Is it time to go it alone? Four Scottish voices:

Steven Purcell: Definite Yes
Director, Twenty Ten Consultancy

The UK is becoming an increasingly divided country. Everyone who believes in an open, welcoming, country based on liberal social democracy must be watching in horror at the direction of this hard right Tory government.Stagnant wages, draconian benefit reforms and austerity are leading to a country divided by poverty, hurtling towards a hard and damaging Brexit, rejecting Scotland staying in the single market despite our overwhelming vote to remain.

I was a reluctant Yes in 2014 but I now firmly believe that with political and economic independence we can build Scotland based on social justice, fairness for all, an open relationship with the rest of the world.

Paula Spiers: Not now
Management consultant

I had been solid No for some time because I didn’t think the economic case was strong enough. However, I changed my mind to Yes in the last week or so before the first independence referendum.

I thought that although we’re a small country, why shouldn’t we have ambition? Since the result though, at a time when Scotland needs innovation and a strong hand, I’ve not seen any real evidence of that desire to change. In fact, it feels like we have been treading water, whilst the country is struggling to respond to the financial and economic challenges.

At the same time, I have very serious doubts that Brexit will happen. But if we do, I don’t see any reason to have a referendum until after the negotiations are over and the UK is set to leave the EU.

Thomas Lenaghan: Definitely No
Director of development, Morris Construction

I was firmly against independence in 2014 and, though I was dismayed at the decision to leave the European Union, I haven’t moved much from that position since then. I work in the construction industry and have first-hand experience of the apocalypse which engulfed our trade in 2008.

The industry is still feeling the effects of that almost a decade later and the major banks are still behaving badly.

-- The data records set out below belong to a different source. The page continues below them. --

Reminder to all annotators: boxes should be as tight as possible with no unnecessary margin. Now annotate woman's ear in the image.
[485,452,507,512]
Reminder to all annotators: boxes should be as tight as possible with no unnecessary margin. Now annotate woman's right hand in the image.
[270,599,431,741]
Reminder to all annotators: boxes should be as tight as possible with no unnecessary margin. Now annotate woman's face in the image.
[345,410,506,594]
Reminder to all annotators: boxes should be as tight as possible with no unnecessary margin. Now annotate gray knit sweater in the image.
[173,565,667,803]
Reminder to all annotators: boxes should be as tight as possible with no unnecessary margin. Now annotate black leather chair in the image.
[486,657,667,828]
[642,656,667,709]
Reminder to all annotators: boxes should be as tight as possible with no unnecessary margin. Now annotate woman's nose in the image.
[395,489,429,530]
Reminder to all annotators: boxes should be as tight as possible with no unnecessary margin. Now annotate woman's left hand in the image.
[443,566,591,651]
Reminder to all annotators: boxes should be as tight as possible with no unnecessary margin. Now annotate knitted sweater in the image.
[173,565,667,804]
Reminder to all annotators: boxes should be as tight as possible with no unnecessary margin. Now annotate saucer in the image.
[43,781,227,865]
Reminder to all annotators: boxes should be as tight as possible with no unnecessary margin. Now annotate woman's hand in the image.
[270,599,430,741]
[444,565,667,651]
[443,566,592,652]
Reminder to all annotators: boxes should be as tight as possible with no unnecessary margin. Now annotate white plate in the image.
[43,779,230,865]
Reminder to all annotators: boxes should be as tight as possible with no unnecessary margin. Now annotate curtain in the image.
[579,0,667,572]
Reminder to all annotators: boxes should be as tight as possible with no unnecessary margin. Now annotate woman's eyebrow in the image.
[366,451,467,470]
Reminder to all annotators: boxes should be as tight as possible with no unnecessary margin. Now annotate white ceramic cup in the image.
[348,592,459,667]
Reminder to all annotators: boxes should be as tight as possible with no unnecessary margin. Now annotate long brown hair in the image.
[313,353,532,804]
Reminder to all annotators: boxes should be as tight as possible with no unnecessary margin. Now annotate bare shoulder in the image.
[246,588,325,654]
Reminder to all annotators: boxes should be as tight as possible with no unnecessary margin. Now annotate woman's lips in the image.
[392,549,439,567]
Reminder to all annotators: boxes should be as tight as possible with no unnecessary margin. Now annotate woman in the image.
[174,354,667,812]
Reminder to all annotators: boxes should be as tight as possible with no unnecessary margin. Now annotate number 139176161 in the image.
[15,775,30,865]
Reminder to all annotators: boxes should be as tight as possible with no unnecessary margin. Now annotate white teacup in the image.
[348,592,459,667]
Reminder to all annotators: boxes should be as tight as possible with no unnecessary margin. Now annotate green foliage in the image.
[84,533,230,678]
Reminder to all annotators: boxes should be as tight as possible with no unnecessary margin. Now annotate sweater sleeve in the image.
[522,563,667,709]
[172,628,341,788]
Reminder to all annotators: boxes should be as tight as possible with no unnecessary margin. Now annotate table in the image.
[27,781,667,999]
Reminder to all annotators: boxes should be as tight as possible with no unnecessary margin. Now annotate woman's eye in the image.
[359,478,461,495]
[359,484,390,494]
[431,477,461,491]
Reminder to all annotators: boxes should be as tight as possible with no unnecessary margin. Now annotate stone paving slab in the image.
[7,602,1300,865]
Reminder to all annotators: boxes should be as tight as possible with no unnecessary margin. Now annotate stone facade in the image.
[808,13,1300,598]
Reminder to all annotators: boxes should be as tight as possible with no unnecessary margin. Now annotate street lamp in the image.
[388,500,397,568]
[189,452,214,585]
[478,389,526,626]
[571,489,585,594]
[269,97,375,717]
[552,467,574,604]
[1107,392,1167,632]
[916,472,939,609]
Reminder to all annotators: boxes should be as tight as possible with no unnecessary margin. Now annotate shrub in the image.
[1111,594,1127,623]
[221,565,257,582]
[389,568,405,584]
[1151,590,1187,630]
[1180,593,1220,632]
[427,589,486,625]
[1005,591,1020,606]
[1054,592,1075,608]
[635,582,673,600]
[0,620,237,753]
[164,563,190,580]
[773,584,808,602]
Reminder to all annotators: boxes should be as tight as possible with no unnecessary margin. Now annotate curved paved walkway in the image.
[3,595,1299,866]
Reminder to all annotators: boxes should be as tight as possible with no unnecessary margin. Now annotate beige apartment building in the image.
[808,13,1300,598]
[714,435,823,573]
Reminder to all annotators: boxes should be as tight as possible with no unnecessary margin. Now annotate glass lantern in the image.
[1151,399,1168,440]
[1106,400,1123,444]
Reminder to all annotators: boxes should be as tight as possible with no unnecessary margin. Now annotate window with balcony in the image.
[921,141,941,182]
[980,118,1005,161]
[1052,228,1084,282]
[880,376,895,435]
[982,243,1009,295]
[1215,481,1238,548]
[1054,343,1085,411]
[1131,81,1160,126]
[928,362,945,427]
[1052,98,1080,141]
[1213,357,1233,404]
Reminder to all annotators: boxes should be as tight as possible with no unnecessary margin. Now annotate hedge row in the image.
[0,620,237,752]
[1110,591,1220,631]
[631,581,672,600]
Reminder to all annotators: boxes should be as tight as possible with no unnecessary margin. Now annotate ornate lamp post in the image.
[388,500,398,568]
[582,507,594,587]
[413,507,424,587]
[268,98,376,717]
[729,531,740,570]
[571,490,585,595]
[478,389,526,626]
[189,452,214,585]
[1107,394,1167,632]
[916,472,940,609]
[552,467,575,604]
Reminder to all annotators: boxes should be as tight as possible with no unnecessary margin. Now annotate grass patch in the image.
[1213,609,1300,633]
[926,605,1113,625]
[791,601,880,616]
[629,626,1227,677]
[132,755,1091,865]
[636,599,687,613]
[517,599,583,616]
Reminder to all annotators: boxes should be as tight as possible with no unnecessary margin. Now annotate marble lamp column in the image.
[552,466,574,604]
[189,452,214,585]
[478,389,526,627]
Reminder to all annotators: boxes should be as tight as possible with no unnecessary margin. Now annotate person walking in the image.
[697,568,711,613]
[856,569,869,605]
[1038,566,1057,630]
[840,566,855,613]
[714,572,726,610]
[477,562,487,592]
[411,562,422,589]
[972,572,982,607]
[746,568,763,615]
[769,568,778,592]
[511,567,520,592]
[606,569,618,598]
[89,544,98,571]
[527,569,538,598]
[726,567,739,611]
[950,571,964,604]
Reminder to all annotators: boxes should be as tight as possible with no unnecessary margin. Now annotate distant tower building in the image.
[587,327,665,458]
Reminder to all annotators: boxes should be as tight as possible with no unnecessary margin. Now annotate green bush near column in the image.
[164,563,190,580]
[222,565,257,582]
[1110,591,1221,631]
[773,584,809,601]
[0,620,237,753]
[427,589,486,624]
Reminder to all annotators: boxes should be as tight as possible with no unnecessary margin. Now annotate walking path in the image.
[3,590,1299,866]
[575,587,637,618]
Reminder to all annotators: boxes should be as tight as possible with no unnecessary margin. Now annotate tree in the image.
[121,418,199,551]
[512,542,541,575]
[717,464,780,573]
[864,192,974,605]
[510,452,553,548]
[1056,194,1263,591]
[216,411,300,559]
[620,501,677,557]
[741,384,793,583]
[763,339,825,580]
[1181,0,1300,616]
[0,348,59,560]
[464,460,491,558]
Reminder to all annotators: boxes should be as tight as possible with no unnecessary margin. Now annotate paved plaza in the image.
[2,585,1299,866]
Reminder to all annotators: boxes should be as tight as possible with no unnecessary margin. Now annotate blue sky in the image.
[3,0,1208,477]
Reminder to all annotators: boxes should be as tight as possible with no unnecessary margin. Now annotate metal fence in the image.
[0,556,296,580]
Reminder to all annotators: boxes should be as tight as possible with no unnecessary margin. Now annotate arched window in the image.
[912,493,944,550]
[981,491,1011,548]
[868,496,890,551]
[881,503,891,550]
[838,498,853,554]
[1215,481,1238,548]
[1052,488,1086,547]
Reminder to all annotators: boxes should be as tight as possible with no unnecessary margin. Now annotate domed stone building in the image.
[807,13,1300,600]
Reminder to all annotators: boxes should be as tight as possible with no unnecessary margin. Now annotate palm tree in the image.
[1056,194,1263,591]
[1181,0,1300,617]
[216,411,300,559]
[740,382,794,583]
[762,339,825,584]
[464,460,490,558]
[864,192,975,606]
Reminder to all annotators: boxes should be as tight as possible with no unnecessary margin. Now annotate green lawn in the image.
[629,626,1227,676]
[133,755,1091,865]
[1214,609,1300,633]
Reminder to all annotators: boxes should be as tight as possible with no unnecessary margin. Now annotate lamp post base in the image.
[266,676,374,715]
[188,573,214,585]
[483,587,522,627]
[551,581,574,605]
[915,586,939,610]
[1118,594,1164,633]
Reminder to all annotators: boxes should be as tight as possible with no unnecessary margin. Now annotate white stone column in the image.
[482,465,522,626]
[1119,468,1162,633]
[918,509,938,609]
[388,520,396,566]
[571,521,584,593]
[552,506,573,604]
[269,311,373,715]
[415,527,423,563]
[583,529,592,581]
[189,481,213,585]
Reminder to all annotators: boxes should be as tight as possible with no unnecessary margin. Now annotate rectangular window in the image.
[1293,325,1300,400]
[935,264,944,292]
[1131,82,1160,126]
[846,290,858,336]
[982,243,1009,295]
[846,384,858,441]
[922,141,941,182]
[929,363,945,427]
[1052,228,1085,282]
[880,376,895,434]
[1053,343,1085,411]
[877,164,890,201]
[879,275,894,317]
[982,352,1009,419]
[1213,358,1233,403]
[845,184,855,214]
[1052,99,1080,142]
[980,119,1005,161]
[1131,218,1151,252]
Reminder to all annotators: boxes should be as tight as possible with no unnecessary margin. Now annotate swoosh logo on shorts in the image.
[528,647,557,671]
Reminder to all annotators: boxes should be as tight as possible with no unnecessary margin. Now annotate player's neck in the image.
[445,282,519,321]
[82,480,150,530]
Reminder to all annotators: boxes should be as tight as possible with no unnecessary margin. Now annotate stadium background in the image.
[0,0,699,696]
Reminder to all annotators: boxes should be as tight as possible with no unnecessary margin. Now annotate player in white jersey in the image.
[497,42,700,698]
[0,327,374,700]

Brexit can only increase that uncertainty. Like most Scots I would like to see this country become independent, but this is simply not the time.

Andrew Valentine: Was No, now Yes

I live a few miles from the border and I do most of my work in England, so there was a fear about what might happen if independence had been gained in 2014. I wasn’t getting any straight answers either and I was very committed to the No cause. However Brexit changed everything for me.


I tour around Europe a lot and this will have a big impact. I was shocked that Scotland was getting pulled out of Europe against the will of the majority and I was also shocked at the tone of the Leave campaign with its overtly racist tones and the influence of Nigel Farage. That’s why I’ll be voting Yes to Scottish independence at the next referendum.